Publishing his annual report for 2017/18, Mr Clarke said: "I have seen instances where both staff and prisoners alike seem to have become inured to conditions that should not be accepted in 21st century Britain.
"Terrible conditions that people seem to have lost the ability to recognise as not being good but also as not being bad. It's just become the normal."
He said that over the year HM Inspectorate of Prisons documented some of its most disturbing ever findings.
Inspectors at the rat-infested HMP Liverpool could not recall encountering worse conditions, HMP Nottingham was found to be "fundamentally unsafe" and the iconic Wormwood Scrubs had seemingly "intractable" problems.
Mr Clarke criticised the "disappointing failure" of many establishments to act on his office's previous recommendations.
The chief inspector said it was "noticeable" that a huge increase in violence across the prison estate had taken place at a time when large reductions in staff numbers were taking effect.
He welcomed efforts to boost staffing levels and the introduction of the "urgent notification" process, which allows the inspectorate to demand immediate action from the government to address major failings at individual jails.
But Mr Clarke said there was still a "huge amount" to do to reverse the decline in treatment and conditions in some facilities.
His review also:
-Flagged up the "shockingly" high numbers of inmates who acquire a drug habit behind bars, noting that surveys showed 13% of adult men reported developing a problem with illicit drugs after they arrived
-Questioned why it had taken so long to adopt new technology to tackle smuggling of contraband such as drugs and mobile phones
-Found safety declined in 14 jails inspected in 2017/18, while nine showed improvement
-Detailed sometimes "dramatic" increases in violence behind bars, including rises in assaults on staff
-Said around half of prisons had too few places for the population
Mr Clarke said: "I realise that in recent years many prisons, short of staff and investment, have struggled to maintain even basic standards of safety and decency.

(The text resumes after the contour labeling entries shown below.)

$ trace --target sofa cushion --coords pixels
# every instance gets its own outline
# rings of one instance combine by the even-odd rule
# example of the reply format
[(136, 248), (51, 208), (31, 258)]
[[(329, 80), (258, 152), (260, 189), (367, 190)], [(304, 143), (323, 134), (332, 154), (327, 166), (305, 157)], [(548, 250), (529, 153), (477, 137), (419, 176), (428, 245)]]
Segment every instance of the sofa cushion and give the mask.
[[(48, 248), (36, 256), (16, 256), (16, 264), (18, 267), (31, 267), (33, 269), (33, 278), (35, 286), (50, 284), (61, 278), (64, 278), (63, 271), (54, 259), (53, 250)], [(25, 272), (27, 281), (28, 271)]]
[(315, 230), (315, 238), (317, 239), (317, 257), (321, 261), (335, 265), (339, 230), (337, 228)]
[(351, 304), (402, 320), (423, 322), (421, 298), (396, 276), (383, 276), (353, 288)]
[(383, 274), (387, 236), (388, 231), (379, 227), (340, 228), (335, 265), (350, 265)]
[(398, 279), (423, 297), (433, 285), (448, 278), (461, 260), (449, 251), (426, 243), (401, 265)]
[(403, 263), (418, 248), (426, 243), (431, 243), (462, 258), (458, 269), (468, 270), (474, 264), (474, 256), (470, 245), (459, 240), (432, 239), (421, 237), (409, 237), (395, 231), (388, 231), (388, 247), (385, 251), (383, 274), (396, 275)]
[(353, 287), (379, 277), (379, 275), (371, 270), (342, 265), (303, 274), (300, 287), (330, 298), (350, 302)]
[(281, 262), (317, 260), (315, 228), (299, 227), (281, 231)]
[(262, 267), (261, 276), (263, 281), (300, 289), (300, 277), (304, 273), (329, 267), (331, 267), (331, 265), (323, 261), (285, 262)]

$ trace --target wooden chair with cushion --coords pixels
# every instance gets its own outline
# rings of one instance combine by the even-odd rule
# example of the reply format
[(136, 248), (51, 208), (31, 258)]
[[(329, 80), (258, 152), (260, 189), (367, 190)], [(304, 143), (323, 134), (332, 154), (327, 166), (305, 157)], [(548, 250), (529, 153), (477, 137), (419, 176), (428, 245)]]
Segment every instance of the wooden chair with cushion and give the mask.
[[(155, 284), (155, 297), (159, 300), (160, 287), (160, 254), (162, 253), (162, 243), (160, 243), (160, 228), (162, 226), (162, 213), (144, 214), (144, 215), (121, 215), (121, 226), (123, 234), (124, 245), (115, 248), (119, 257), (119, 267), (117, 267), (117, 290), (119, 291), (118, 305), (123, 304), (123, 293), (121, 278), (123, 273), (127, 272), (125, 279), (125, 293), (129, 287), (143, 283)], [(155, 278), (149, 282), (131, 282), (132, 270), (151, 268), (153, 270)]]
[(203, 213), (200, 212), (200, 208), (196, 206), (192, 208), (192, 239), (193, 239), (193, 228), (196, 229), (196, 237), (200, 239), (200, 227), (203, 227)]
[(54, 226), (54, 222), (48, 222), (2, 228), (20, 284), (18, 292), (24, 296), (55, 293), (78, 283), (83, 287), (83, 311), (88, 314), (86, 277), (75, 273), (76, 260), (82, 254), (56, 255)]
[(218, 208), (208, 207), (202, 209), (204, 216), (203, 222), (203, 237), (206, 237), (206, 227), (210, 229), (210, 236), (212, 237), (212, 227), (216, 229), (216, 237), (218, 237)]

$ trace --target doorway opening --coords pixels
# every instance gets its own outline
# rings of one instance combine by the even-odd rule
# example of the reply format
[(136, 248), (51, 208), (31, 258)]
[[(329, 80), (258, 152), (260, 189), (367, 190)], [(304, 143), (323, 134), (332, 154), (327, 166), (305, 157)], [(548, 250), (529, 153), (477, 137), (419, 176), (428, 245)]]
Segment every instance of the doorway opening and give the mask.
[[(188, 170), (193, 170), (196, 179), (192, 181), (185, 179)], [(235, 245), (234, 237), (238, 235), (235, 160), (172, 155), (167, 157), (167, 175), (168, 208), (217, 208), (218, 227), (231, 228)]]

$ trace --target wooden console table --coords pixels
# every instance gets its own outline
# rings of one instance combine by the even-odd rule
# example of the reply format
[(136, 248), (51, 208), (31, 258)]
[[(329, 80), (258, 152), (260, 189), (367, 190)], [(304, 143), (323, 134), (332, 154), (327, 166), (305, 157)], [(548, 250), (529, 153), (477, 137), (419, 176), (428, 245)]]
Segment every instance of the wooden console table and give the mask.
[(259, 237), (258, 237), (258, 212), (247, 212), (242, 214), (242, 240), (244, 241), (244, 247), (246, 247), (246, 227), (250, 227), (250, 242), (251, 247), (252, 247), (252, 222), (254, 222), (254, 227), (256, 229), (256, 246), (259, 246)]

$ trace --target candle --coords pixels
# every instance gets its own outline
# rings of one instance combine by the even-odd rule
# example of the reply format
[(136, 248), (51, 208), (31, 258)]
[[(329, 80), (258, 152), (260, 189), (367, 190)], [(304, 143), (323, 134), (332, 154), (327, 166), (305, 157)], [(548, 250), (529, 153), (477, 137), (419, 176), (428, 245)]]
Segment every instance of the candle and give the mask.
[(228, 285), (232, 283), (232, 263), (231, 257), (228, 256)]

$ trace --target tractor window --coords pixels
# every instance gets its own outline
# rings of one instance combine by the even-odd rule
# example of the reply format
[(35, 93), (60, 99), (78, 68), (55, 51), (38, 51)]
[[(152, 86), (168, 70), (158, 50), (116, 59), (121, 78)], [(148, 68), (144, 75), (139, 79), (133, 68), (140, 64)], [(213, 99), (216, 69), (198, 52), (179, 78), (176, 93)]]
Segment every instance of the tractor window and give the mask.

"Some prisons, in very difficult circumstances, have made valiant efforts to improve. Others, sadly, have failed to tackle the basic problems of violence, drugs and disgraceful living conditions that have beset so many jails in recent years."
Justice minister Rory Stewart said the Government had listened carefully to Mr Clarke's recommendations.
"That is why we are putting £16 million extra into cleanliness and decency and £7 million for in-cell telephony," he said.
"We are also investing £14 million into tackling organised crime, and installing new technology like body scanners which will help to make our prisons drugs-free.
"Meanwhile, our new education and employment strategy will ensure more prisoners learn a trade while inside and find a job on release.
"Underpinning all of this are over 3,000 extra prison officers we've recruited in the last 18 months to help keep prisoners safe and turn their lives around."
Michael Spurr, chief executive of Her Majesty's Prison & Probation Service, said: "Many prisons have had a challenging 12 months and whilst the Inspectorate has recognised particularly acute problems in a number of prisons I am pleased that they have also recognised the progress and good outcomes in others."
Labour claimed the "crisis" in prisons has now become an "emergency".
Shadow justice secretary Richard Burgon said: "The Government must now take responsibility for some of the worst prison conditions that inspectors have ever seen."